I am pleased to announce that the Papers of Henry J. Friendly have been processed and are now open to the public.
Henry Friendly (HLS ’27) served on the United States Court of Appeals for the Second Circuit from 1959-1974, serving as Chief Judge from 1971-1973. He clerked for Louis Brandeis in 1927-1928 and then entered private practice where he worked for the next 31 years before his appointment to the Second Circuit by President Eisenhower.
The majority of the materials found in the Henry J. Friendly Papers reflect his career as a federal judge on the Second Circuit Court of Appeals. Judge Friendly’s case files constitute the bulk of the collection. Also of interest are his bench books which contain hand-written notes on the cases he heard from 1959 to 1985. The collection also holds a small amount of Judge Friendly’s professional and personal correspondence, some of which dates back to his time as a student at Harvard University.
Judge Friendly was a respected jurist who, though never nominated, was considered for the Supreme Court by President Nixon. In this, of course, he is not alone. In a recent op-ed piece in the Boston Globe, Harvard Law School Professor Charles Fried mentioned Henry Friendly along with Paul Freund and Learned Hand as three highly regarded jurists who were considered for the Supreme Court but never nominated.

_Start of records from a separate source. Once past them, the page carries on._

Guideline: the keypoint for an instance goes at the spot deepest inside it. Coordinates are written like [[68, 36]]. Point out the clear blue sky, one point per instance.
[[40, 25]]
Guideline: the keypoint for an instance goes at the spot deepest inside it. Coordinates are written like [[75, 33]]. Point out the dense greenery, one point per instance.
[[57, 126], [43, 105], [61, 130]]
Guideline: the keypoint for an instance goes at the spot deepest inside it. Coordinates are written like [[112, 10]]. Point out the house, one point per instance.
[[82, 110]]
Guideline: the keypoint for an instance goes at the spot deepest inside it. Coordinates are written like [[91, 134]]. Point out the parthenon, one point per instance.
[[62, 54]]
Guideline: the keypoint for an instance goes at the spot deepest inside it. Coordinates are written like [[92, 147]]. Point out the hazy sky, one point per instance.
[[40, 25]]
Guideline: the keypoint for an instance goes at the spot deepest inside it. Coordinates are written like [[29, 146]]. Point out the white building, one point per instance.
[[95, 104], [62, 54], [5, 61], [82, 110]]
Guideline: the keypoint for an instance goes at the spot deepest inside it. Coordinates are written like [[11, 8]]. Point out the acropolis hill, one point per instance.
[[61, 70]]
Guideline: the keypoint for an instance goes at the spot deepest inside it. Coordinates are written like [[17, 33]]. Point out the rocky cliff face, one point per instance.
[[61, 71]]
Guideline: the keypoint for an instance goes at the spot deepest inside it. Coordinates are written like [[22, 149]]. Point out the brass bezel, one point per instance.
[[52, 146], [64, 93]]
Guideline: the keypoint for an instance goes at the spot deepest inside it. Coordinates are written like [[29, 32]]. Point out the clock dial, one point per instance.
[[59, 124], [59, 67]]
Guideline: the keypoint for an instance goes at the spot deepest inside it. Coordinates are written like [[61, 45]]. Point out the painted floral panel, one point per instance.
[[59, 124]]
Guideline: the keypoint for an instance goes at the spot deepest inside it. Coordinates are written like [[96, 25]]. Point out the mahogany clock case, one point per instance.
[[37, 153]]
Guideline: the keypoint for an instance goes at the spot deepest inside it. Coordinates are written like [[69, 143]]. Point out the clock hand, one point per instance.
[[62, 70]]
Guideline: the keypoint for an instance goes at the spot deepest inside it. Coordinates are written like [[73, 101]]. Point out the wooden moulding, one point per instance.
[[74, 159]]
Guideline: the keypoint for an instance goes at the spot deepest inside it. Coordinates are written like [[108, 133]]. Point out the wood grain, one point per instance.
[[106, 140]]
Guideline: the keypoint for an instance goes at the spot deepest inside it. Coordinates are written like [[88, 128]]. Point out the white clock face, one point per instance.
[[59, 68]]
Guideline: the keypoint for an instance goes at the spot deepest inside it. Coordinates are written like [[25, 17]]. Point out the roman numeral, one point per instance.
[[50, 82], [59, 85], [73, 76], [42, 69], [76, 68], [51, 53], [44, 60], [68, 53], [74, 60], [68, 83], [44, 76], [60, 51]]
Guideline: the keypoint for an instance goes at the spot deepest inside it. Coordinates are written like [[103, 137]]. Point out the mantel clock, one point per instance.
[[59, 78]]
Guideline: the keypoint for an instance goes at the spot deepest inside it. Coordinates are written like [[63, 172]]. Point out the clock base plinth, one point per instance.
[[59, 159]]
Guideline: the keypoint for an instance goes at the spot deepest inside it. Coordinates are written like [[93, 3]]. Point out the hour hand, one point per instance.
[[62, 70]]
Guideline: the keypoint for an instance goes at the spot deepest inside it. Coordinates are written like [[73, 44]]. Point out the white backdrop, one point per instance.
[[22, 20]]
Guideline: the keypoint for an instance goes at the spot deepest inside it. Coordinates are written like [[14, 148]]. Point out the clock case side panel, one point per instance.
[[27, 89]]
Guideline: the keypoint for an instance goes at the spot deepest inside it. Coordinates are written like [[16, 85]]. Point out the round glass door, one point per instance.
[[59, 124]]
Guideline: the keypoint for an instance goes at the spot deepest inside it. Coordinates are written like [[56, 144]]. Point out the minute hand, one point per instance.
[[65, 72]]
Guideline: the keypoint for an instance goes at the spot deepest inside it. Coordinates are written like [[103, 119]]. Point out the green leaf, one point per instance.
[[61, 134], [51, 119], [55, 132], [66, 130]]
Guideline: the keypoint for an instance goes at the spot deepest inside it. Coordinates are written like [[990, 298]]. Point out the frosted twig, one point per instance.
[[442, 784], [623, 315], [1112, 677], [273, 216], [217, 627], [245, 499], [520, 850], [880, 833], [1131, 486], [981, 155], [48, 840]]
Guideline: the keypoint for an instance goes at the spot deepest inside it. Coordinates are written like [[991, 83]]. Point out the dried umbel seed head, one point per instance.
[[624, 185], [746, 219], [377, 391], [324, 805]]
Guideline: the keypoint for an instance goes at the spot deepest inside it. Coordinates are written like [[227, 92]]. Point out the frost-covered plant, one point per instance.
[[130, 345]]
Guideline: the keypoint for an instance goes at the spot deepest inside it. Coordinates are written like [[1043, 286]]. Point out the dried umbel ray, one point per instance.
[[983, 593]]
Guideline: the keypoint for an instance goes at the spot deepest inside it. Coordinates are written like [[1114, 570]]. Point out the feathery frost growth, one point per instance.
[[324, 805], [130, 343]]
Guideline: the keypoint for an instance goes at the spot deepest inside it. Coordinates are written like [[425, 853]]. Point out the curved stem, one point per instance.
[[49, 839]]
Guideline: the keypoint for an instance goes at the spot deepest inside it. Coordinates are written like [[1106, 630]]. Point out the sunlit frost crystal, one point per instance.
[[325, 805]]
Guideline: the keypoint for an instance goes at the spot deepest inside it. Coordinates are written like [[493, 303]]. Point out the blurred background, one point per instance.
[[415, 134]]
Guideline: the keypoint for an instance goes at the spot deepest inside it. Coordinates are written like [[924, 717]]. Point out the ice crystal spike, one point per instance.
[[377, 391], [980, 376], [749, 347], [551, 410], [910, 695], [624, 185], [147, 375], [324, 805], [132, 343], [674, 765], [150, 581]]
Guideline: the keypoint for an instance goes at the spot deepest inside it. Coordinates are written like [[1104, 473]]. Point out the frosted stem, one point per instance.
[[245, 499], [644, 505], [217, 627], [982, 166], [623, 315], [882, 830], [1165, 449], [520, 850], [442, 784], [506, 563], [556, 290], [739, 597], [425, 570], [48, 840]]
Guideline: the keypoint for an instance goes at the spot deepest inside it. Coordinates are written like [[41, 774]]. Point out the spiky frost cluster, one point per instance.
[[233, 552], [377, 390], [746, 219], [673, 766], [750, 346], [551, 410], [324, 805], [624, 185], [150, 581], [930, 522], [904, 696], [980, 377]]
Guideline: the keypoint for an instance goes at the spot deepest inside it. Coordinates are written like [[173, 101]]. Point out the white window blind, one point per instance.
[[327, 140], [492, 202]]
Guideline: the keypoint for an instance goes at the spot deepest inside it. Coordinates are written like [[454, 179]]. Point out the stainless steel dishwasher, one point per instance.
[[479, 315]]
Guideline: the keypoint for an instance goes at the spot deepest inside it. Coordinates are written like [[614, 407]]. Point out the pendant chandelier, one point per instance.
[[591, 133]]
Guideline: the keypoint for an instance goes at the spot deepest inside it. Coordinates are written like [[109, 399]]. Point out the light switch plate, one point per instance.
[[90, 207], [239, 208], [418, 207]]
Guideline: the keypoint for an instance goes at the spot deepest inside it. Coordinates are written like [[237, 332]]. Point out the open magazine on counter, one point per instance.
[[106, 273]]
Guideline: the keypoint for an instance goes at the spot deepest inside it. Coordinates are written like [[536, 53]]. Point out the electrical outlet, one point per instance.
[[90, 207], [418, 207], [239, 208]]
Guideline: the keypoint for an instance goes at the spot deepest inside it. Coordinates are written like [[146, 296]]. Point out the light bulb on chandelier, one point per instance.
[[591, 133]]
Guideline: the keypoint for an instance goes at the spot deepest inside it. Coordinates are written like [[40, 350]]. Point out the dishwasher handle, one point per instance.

The Harvard Law School Library is custodian of the Papers of all three of these notable legal thinkers. The Learned Hand Papers were processed in 1968; the Paul Freund Papers in 2006; and now we can add the Henry Friendly Papers to the Library’s Modern Manuscript collection. All three of these collections are large and comprehensive and hold great value to researchers.
Detail of letter from Felix Frankfurter to Friendly congratulating him on his appointment to the Second Circuit. Henry Jacob Friendly Papers, box 235, Harvard Law School Library.
I would like to thank Margaret Peachy for her hard work in finishing this project in time for the summer research season. The finding aid for the Friendly Papers can be found on OASIS.
When I search the Friendly Papers at Oasis for “Felix Frankfurter”, the letter above in the photograph is not found; what am I missing?